Een aantal uitputtende weekenden lang deden we samengeraapte opdrachten uit verschillende takken van de hogere coachingkunst. Zo stonden we een keer met de handen in elkaar in een grote kring te huilen op het liedje Mag ik nu bij jou van Claudia de Breij, en huppelden we op Leef! van André Hazes.
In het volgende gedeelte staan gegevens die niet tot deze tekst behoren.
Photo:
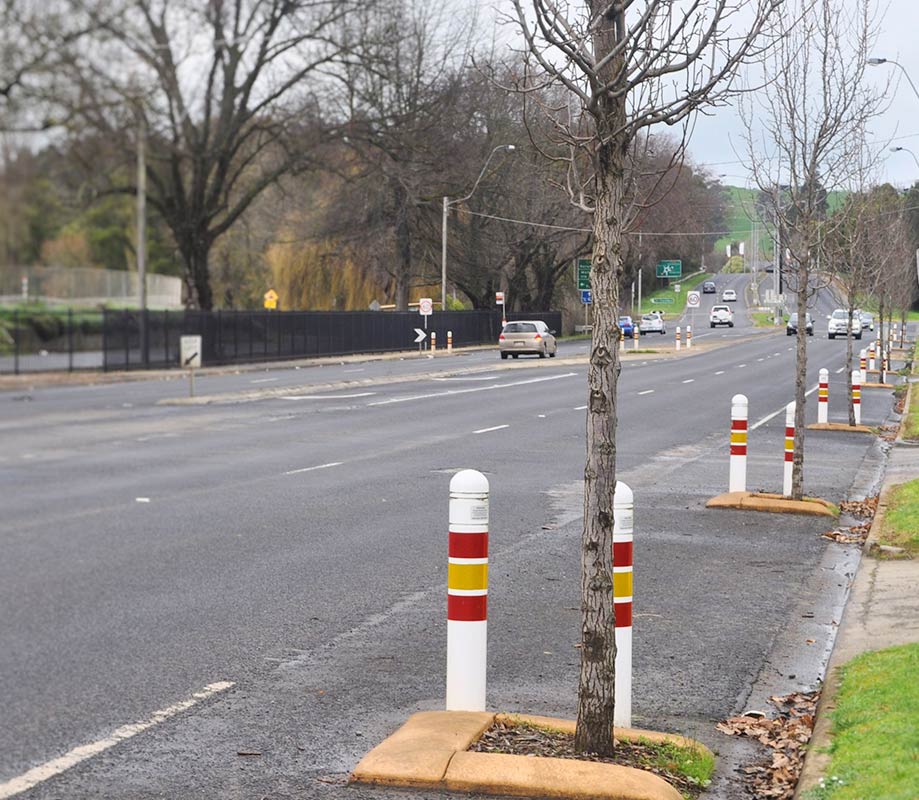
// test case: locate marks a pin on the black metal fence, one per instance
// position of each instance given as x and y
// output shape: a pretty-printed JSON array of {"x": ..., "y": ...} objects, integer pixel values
[
  {"x": 134, "y": 340},
  {"x": 50, "y": 340}
]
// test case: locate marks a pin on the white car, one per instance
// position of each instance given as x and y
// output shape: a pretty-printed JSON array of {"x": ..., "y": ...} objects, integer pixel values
[
  {"x": 652, "y": 323},
  {"x": 838, "y": 324},
  {"x": 721, "y": 315}
]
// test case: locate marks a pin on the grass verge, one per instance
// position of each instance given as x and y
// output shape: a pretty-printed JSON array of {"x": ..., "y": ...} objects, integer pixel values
[
  {"x": 901, "y": 520},
  {"x": 910, "y": 429},
  {"x": 873, "y": 754}
]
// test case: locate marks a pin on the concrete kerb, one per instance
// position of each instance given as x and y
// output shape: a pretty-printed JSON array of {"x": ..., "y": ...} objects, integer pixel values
[
  {"x": 772, "y": 503},
  {"x": 431, "y": 751}
]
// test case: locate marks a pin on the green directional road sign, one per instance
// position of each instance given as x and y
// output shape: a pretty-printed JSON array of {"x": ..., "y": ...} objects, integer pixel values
[{"x": 669, "y": 269}]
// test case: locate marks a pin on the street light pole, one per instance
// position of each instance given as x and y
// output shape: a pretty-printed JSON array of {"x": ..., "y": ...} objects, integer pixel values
[{"x": 447, "y": 202}]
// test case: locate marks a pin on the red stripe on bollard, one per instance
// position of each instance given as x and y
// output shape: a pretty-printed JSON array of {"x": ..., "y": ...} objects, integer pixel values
[
  {"x": 468, "y": 545},
  {"x": 467, "y": 608}
]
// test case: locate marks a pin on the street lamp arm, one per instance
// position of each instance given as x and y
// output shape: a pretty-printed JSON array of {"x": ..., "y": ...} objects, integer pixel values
[
  {"x": 509, "y": 147},
  {"x": 876, "y": 62}
]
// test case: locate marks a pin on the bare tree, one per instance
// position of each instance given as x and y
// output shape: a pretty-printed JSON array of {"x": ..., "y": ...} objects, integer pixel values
[
  {"x": 803, "y": 138},
  {"x": 628, "y": 66},
  {"x": 230, "y": 94}
]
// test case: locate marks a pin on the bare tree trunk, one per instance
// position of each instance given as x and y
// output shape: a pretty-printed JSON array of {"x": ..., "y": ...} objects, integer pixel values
[
  {"x": 598, "y": 636},
  {"x": 797, "y": 470}
]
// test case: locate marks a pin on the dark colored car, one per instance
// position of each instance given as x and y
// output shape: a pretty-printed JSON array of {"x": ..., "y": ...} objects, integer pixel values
[{"x": 791, "y": 327}]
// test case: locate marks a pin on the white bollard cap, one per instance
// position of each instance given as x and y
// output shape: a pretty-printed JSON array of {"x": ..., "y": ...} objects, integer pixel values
[{"x": 469, "y": 481}]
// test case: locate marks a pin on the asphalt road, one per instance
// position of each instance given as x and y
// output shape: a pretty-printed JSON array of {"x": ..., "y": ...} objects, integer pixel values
[{"x": 289, "y": 553}]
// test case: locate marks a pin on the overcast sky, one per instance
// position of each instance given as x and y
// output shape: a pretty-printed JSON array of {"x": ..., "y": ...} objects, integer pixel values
[{"x": 717, "y": 141}]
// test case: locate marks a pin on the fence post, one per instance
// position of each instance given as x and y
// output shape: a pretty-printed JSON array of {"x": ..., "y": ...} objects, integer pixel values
[
  {"x": 789, "y": 447},
  {"x": 823, "y": 397},
  {"x": 737, "y": 478},
  {"x": 467, "y": 592},
  {"x": 623, "y": 516},
  {"x": 857, "y": 396}
]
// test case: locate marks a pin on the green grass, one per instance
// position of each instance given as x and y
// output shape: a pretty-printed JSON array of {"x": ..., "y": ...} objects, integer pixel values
[
  {"x": 910, "y": 428},
  {"x": 875, "y": 750},
  {"x": 678, "y": 306},
  {"x": 901, "y": 521}
]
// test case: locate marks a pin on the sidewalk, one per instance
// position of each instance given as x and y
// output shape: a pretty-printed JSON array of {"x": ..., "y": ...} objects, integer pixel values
[{"x": 882, "y": 611}]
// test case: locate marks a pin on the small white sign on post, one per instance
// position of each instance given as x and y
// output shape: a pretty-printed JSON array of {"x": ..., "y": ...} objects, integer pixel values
[{"x": 190, "y": 358}]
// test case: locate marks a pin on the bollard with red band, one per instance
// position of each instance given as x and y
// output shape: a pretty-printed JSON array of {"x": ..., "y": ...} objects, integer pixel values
[
  {"x": 857, "y": 396},
  {"x": 737, "y": 478},
  {"x": 823, "y": 397},
  {"x": 467, "y": 592},
  {"x": 789, "y": 447},
  {"x": 623, "y": 510}
]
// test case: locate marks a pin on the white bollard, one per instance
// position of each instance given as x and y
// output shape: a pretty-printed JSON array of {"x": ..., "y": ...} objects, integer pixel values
[
  {"x": 857, "y": 396},
  {"x": 789, "y": 447},
  {"x": 623, "y": 511},
  {"x": 737, "y": 479},
  {"x": 467, "y": 592},
  {"x": 823, "y": 397}
]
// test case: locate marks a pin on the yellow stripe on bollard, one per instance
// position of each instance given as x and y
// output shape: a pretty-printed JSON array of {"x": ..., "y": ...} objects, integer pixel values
[{"x": 467, "y": 576}]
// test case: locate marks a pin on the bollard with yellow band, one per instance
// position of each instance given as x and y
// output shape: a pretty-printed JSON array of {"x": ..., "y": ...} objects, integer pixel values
[
  {"x": 857, "y": 396},
  {"x": 789, "y": 447},
  {"x": 737, "y": 478},
  {"x": 467, "y": 592},
  {"x": 823, "y": 397},
  {"x": 623, "y": 505}
]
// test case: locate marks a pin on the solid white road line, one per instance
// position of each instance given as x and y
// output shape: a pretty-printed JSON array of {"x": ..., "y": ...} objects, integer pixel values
[
  {"x": 56, "y": 766},
  {"x": 774, "y": 414},
  {"x": 318, "y": 466},
  {"x": 489, "y": 430},
  {"x": 451, "y": 392},
  {"x": 327, "y": 396}
]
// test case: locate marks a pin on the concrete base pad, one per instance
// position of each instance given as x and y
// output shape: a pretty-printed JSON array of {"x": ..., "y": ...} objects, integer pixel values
[
  {"x": 839, "y": 426},
  {"x": 773, "y": 503},
  {"x": 431, "y": 751}
]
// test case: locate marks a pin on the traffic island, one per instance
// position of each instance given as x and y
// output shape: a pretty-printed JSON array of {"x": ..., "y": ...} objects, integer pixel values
[
  {"x": 840, "y": 426},
  {"x": 773, "y": 503},
  {"x": 431, "y": 751}
]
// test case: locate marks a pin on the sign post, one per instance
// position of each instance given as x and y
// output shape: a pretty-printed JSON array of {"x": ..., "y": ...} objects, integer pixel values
[{"x": 190, "y": 358}]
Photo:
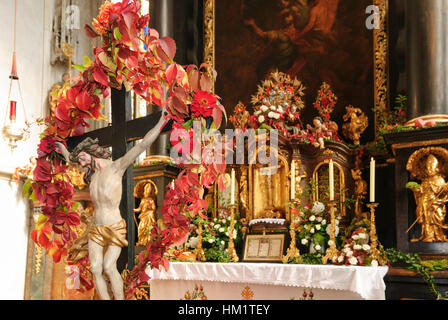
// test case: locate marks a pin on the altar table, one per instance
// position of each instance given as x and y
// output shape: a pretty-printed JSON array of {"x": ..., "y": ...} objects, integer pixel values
[{"x": 268, "y": 281}]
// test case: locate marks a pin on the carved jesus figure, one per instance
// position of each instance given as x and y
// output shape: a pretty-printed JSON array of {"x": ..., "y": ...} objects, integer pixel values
[{"x": 109, "y": 228}]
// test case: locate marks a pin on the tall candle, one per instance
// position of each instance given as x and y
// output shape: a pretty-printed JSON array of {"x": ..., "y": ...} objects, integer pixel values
[
  {"x": 293, "y": 180},
  {"x": 331, "y": 180},
  {"x": 13, "y": 110},
  {"x": 372, "y": 180},
  {"x": 232, "y": 188}
]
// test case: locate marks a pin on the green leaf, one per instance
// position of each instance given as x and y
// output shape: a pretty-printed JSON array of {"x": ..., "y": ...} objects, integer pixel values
[
  {"x": 117, "y": 34},
  {"x": 78, "y": 67},
  {"x": 26, "y": 189}
]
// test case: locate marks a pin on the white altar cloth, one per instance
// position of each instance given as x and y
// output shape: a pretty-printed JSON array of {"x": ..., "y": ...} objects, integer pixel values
[{"x": 271, "y": 281}]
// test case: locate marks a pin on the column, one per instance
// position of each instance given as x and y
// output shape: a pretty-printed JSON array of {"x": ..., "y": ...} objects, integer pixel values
[{"x": 427, "y": 57}]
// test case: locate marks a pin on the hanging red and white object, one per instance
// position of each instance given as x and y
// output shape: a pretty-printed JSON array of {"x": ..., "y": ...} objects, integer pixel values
[{"x": 15, "y": 126}]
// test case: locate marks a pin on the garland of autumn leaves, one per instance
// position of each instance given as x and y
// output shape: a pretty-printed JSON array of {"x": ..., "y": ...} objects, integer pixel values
[{"x": 121, "y": 61}]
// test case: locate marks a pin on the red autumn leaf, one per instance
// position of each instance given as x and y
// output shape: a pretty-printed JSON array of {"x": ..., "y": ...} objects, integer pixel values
[
  {"x": 205, "y": 83},
  {"x": 101, "y": 77},
  {"x": 90, "y": 32}
]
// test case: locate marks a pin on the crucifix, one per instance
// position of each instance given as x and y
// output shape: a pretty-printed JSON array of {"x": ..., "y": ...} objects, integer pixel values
[{"x": 120, "y": 136}]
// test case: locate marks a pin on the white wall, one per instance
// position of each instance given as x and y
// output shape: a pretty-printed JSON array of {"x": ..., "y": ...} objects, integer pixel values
[{"x": 34, "y": 26}]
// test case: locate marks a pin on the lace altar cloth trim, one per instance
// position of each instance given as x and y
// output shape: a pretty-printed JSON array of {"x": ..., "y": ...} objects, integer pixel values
[
  {"x": 366, "y": 281},
  {"x": 267, "y": 220}
]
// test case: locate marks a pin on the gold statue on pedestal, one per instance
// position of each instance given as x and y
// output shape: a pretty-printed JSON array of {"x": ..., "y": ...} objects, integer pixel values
[
  {"x": 357, "y": 125},
  {"x": 430, "y": 165},
  {"x": 360, "y": 191},
  {"x": 146, "y": 190}
]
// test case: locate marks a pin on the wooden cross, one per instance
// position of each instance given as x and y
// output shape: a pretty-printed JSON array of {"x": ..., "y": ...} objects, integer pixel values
[{"x": 120, "y": 136}]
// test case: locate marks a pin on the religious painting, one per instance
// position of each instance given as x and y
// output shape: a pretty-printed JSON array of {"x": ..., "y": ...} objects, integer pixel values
[{"x": 314, "y": 40}]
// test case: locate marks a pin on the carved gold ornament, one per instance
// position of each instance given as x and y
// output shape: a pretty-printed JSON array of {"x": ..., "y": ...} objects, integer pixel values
[{"x": 380, "y": 56}]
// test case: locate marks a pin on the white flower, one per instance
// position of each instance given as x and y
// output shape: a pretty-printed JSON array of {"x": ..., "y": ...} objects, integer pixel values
[
  {"x": 192, "y": 242},
  {"x": 353, "y": 261},
  {"x": 328, "y": 230},
  {"x": 318, "y": 207},
  {"x": 366, "y": 247}
]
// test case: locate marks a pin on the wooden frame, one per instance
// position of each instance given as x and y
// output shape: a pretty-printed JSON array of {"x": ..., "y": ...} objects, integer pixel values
[
  {"x": 380, "y": 51},
  {"x": 264, "y": 248}
]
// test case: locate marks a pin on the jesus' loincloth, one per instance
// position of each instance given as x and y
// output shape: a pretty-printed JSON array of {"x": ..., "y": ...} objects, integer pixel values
[{"x": 110, "y": 235}]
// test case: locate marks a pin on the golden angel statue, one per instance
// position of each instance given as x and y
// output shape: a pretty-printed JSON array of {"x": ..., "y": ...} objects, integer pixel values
[
  {"x": 430, "y": 165},
  {"x": 357, "y": 125},
  {"x": 146, "y": 190}
]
We plakten geeltjes met complimenten op elkaars rug, maar moesten de ander ook een keer wegduwen uit de groep, om ‘onze eigen grens aan te geven’. Een keer moest ik in mijn eentje een muur vormen waar een vrouw letterlijk doorheen diende te beuken, bij wijze van assertiviteitstraining, terwijl de rest van de groep moest klappen en joelen. Er werd veel gejankt en gelachen – maar wat het met ADHD te maken had? Ik heb werkelijk geen idee. De meeste cursisten vonden het tóp, dus het lag vast aan mij – maar het enige positieve wat ik eraan overgehouden heb is een wel aardig ruikend miniflesje etherische olie à raison de € 40, die focus zou moeten geven als je het op je voorhoofd smeert. Werkt niet, maar ook dat ligt natuurlijk aan mij – ik ‘geloof’ er niet in.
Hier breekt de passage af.